I'm working on an annotation system that allows a user to click on a mesh to attach a pin with a label hanging off it.

It must be possible to pin an annotation on an object that's being morphed with keyframe morph targets, so that the pin will move with the surface of the mesh.

It's mainly pretty simple, where I do a ray-intersect to find the pin position on the mesh, for the shape of the mesh at the current time within the morph targets.

Then I have, for that time instance:

  1. the 3D coordinates of the pin
  2. the triangle (ie. the indices and vertex positions of the triangle's vertices) that the pin is within
  3. the time instant

Now, if I had the 3D coordinates of the pin at each of the morph's targets, then I can simply tween the pin position, to animate it in synch with the morph.

However, the challenge I is to somehow compute the position of the pin at each of the morph targets, from these three pieces of information.

Intuitively, it seems to be a matter of somehow finding some sort of coefficient (or set of coefficients) that indicates the pin's position relative to the vertices of its enclosing triangle, at the instant within the morph sequence that we attach the pin.

Then, for each other target within the morph sequence, given the morphed positions of the triangle vertices, which could be anything, somehow use the coefficient(s) to find the updated pin position, relative to the triangle's current vertex positions.

Anybody got any ideas? Math pointers etc?

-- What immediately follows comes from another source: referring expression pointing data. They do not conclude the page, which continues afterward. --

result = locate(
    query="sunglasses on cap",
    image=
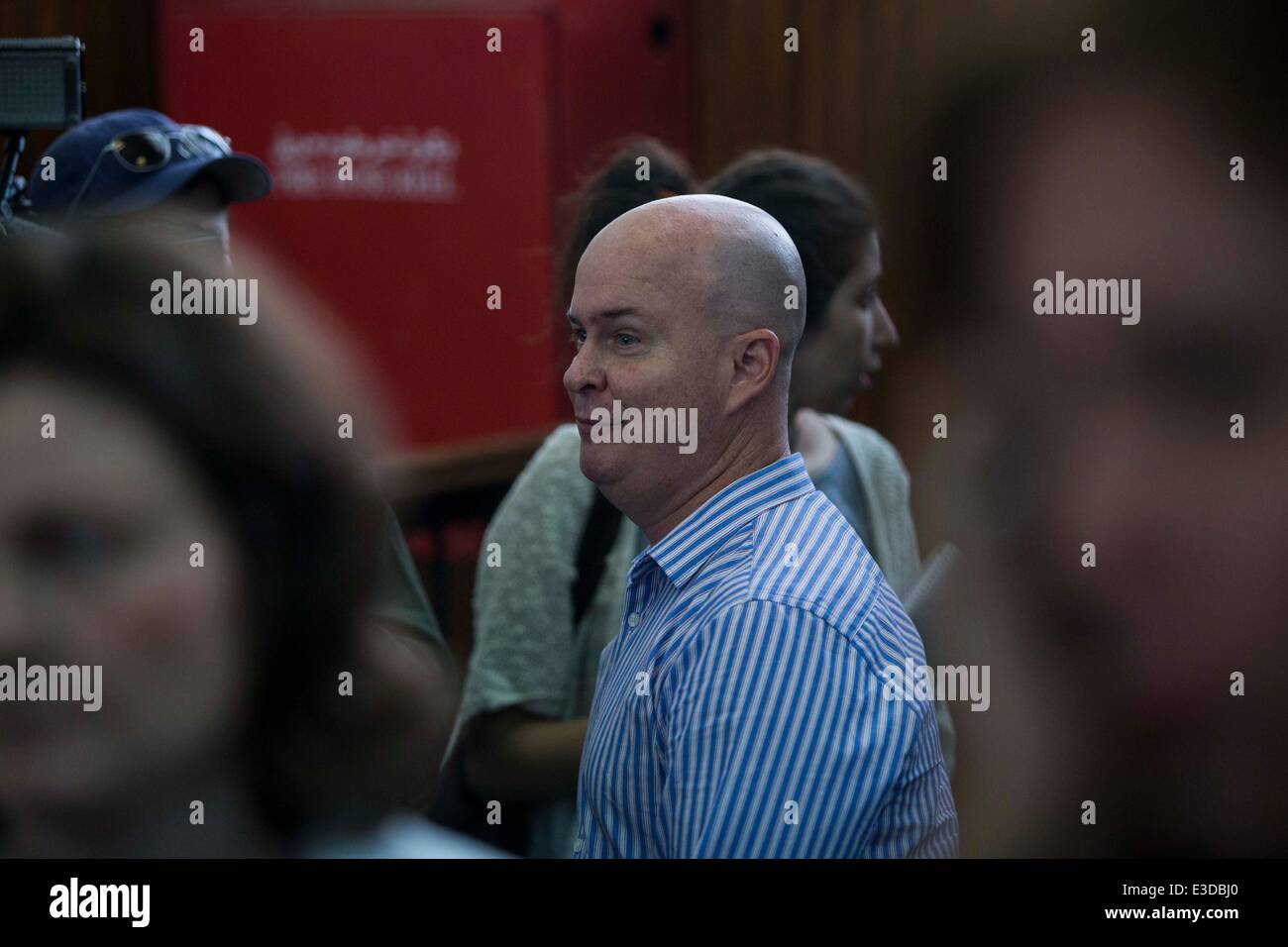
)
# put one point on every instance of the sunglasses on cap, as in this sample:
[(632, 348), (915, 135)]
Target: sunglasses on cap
[(153, 149)]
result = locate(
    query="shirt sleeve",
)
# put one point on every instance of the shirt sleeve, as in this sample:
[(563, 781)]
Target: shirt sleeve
[(399, 595), (781, 744)]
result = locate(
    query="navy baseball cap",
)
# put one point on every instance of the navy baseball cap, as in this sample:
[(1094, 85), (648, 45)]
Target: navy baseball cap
[(132, 159)]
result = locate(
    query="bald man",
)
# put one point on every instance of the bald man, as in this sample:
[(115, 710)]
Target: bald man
[(742, 709)]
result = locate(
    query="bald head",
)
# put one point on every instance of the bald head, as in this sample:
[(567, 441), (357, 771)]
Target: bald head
[(725, 262), (683, 307)]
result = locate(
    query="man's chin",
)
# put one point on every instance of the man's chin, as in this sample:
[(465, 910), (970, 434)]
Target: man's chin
[(599, 466)]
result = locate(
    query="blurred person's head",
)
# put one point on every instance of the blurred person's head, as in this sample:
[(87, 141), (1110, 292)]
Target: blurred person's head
[(127, 437), (681, 304), (140, 169), (831, 222), (1086, 431), (833, 227)]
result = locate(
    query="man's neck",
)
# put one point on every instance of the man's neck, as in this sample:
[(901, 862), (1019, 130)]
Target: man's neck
[(737, 462)]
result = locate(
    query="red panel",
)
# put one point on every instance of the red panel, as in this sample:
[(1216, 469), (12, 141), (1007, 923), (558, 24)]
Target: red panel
[(450, 192), (406, 252)]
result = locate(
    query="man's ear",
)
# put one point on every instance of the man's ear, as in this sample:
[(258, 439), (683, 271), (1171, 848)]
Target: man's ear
[(755, 364)]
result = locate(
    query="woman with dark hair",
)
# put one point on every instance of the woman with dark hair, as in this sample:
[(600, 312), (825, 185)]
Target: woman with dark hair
[(180, 514), (542, 620)]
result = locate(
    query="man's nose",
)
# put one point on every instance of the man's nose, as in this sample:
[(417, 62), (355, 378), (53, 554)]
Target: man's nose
[(584, 372), (887, 335)]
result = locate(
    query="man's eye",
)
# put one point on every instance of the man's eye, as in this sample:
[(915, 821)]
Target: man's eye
[(81, 549)]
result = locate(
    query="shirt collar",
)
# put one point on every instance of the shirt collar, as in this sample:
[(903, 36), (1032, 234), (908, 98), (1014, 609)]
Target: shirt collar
[(683, 551)]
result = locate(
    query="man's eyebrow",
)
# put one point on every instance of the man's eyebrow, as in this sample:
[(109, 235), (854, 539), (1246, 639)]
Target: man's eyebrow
[(606, 313)]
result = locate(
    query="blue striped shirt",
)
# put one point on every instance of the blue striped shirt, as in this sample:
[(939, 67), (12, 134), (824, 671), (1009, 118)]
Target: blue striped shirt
[(742, 709)]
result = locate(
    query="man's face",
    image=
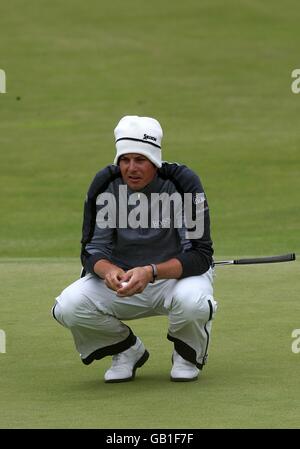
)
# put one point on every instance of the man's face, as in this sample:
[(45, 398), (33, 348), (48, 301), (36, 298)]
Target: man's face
[(137, 171)]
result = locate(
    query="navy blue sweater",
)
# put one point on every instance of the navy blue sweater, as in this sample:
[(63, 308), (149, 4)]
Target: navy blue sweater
[(129, 247)]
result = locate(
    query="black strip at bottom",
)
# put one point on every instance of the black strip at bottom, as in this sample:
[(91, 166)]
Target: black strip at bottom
[(185, 351), (112, 349)]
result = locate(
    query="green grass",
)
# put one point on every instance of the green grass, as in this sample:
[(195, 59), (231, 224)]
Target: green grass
[(218, 77), (251, 379)]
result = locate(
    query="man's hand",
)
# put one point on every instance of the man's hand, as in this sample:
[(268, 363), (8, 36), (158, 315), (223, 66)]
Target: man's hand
[(113, 278), (137, 280)]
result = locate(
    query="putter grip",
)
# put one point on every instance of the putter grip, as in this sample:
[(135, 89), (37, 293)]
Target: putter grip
[(271, 259)]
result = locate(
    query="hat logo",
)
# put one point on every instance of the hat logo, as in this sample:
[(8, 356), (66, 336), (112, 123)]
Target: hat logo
[(146, 137)]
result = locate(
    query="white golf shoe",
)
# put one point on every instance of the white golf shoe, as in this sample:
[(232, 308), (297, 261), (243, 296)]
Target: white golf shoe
[(125, 363), (183, 370)]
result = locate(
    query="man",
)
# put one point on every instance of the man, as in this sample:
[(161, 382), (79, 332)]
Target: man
[(142, 258)]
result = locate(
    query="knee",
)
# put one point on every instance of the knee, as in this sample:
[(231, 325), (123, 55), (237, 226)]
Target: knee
[(68, 308), (194, 306)]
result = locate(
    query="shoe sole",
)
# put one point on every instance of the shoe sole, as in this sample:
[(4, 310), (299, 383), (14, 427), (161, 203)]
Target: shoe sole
[(138, 364), (183, 379)]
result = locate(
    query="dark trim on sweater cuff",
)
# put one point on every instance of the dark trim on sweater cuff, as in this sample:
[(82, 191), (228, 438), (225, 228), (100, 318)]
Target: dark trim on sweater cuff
[(112, 349), (185, 351)]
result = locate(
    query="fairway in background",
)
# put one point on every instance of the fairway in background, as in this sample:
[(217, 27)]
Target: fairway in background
[(218, 77)]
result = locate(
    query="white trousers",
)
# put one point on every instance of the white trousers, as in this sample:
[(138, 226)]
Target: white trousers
[(94, 314)]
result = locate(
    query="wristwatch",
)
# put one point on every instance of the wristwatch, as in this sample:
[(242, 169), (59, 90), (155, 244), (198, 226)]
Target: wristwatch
[(154, 272)]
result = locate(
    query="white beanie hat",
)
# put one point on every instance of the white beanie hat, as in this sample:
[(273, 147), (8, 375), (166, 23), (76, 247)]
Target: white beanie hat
[(140, 135)]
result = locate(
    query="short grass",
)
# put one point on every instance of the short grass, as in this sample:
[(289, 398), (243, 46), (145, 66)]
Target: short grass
[(218, 77), (251, 380)]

You have the position of the pin and a triangle index. Compute the barycentric coordinates of the point on the triangle, with the triangle vertices in the tweened position. These barycentric coordinates can then be used to compute the position of the pin in any other tweened position by taking the triangle vertices in that new position and computing the point as:

p_transformed = tri.p0 + u * (tri.p1 - tri.p0) + v * (tri.p2 - tri.p0)

where tri is the transformed triangle, u,v are the calculated barycentric coordinates, and p_transformed is the tweened pin position. Some raycast algorithms will directly give you the barycentric (also called UV!!) coordinates, but if not you will need to calculate them from the position and (transformed) vertices using this answer.